Q: How do you see IV's values play out on a regular basis? 
Our pioneering spirit is evident as we move into new areas in the field of public health, and it takes knowledge and inventiveness to make progress. Integrity is essential in building models that don’t just look good or sound cool, but actually work and do what they are supposed to do. And to achieve success in public health in the developing world takes tons of patience and passion.

Q: Which value do you need to embrace most in your job and why? Which value inspires you the most in your job and why?
The value that inspires me the most is the passion of the IDM team.

Q: Describe the opportunity to grow through interactions with other IV colleagues.
Working with the scientists and inventors in the Invention Science Fund has been an excellent opportunity to learn and grow. They have been very helpful in thinking through computational issues, immunology, or clinical effects of different diseases.

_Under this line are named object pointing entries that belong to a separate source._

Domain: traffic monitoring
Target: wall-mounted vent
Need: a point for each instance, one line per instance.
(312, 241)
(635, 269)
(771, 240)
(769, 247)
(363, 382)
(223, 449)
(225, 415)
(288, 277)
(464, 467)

Q: Tell us more about how you and your team embrace new challenges and opportunities.
Decisions often have to be made rapidly and responses to events must be fast. New opportunities to attack malaria appear all the time through the broader scientific community, and we have to determine how to incorporate these opportunities into a successful campaign. 

Q: Comment on the importance of ideas and how that belief plays out at IV.
It is wonderful to work in a place that values innovation and that places a high priority on the power of ideas to impact the world. IV brings brilliant and creative people together and gives them a real opportunity to make a difference.